Obama Claims Republicans Are Using The Debt Ceiling Fight For 2012 Revenge

"They're focused on trying to mess with me," Obama said in Kansas City.

WASHINGTON — Obama delivered a truck full of red meat to his Democratic base at a visit to a Ford plant in Kansas City Friday, part of his weeklong effort to cast the Republican Party as sore losers ahead of the ongoing fiscal fights.

Hours after Republicans in the House voted for a bill that would keep the government from defaulting on its debts only if the president agrees to defund his signature legislative accomplishment, the Affordable Care Act, Obama claimed Republicans in Congress still can't come to terms with the fact that they lost in 2012.

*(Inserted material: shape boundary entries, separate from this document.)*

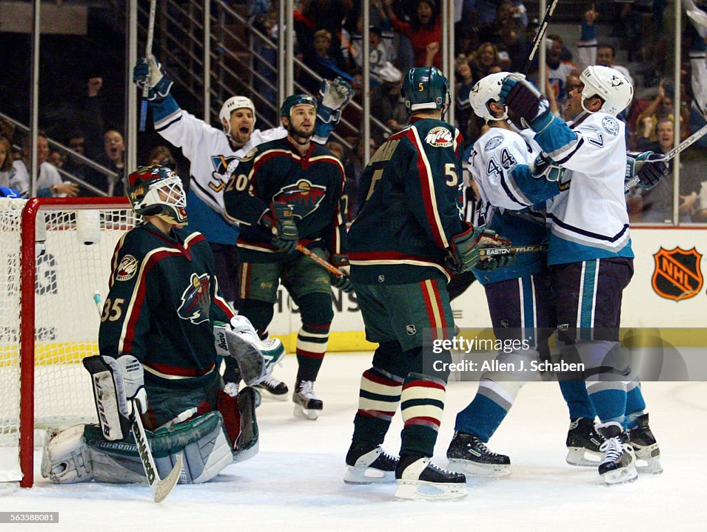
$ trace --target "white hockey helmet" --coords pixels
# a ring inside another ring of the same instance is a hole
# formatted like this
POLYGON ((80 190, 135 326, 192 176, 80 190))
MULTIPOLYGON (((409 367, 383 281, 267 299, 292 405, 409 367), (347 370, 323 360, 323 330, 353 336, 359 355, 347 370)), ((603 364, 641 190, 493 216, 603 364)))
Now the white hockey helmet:
POLYGON ((510 72, 496 72, 481 78, 474 83, 469 91, 469 103, 477 116, 484 120, 505 120, 508 117, 508 110, 506 108, 503 116, 495 117, 489 108, 490 102, 498 102, 501 99, 501 86, 503 79, 510 72))
POLYGON ((253 125, 255 125, 255 105, 253 100, 245 96, 231 96, 221 105, 218 112, 218 120, 223 123, 225 120, 228 126, 224 127, 223 132, 228 135, 230 134, 230 113, 236 109, 250 109, 253 113, 253 125))
POLYGON ((584 100, 592 96, 599 96, 604 100, 601 110, 616 116, 631 103, 633 98, 633 87, 626 76, 608 66, 588 66, 579 76, 584 83, 582 91, 582 108, 584 100))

"They're not focused on you. They're focused on politics," he said of Republicans in Congress. "They're focused on trying to mess with me."

The president said the ongoing fight over Obamacare — which, at least theoretically, could lead to a government shutdown if neither side blinks in the budget fight — was the result of a party that can't accept his second term.

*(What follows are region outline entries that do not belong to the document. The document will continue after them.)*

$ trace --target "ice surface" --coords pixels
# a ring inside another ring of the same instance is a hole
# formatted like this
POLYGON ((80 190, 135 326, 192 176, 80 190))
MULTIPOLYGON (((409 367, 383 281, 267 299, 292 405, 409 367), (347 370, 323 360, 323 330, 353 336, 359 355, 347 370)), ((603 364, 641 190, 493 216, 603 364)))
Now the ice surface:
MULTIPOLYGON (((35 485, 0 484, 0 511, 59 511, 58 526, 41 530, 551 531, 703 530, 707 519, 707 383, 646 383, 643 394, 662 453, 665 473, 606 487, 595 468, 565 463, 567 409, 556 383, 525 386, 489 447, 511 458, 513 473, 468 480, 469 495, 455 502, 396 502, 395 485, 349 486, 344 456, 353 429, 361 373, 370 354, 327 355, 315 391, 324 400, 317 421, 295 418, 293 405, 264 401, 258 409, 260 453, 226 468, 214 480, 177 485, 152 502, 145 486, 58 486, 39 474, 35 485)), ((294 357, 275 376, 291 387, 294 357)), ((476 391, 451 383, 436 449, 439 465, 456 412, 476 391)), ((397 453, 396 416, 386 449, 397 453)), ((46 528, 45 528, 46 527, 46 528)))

"The Affordable Care Act has been in law for three and a half years. It passed both houses of Congress, Supreme Court ruled it constitutional. It was an issue in last year's elections," Obama said. "The guy who was running against me said he was gonna repeal it. We won."

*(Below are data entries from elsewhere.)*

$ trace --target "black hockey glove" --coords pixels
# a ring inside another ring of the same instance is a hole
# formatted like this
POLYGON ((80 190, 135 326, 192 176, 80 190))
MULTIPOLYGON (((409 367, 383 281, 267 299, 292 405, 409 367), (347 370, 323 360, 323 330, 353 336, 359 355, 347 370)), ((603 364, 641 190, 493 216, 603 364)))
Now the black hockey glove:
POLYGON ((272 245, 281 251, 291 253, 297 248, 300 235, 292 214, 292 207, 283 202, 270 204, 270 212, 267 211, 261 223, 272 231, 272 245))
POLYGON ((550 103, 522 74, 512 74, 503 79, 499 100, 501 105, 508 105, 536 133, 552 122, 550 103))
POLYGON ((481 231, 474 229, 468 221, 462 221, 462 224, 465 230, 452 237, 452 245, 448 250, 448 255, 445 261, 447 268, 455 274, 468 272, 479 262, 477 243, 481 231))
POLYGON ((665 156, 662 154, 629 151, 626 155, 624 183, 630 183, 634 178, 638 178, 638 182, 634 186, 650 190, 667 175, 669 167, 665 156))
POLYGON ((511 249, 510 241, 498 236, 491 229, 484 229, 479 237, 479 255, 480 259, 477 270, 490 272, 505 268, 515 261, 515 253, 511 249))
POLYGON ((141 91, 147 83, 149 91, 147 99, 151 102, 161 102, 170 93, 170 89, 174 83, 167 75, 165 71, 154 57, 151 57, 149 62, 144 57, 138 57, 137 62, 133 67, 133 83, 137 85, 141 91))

Obama cast a similar tone in a speech Monday that was largely overlooked due its timing during the ongoing investigation of a mass shooting in D.C.

"The last time the same crew threatened this course of action back in 2011 even the mere suggestion of default slowed our economic growth. Everybody here remembers that. It wasn't that long ago," Obama said during the Monday speech at the White House. "Now the focus is on Obamacare... It was an issue in last year's election and the candidate who called for repeal lost. Republicans in the House have tried to repeal or sabotage it about 40 times. They've failed every time."

Republicans claim they have a mandate to fight Obamacare every step of the way, and point to polling showing the public distrust of the law just a few months before its implemented as evidence that they're on the right side of the issue. But many Republicans believe default and/or government shutdown — threats leveled by some conservative Republicans trying to get leverage on the White House over the ACA — is a dangerous political strategy and one that will cost them dearly with voters in 2014.

Obama appears ready to help prove that theory.

"You don't have to blow everything up just because you don't get your way," Obama said, to applause and laughter in Kansas City on Friday. "Right?"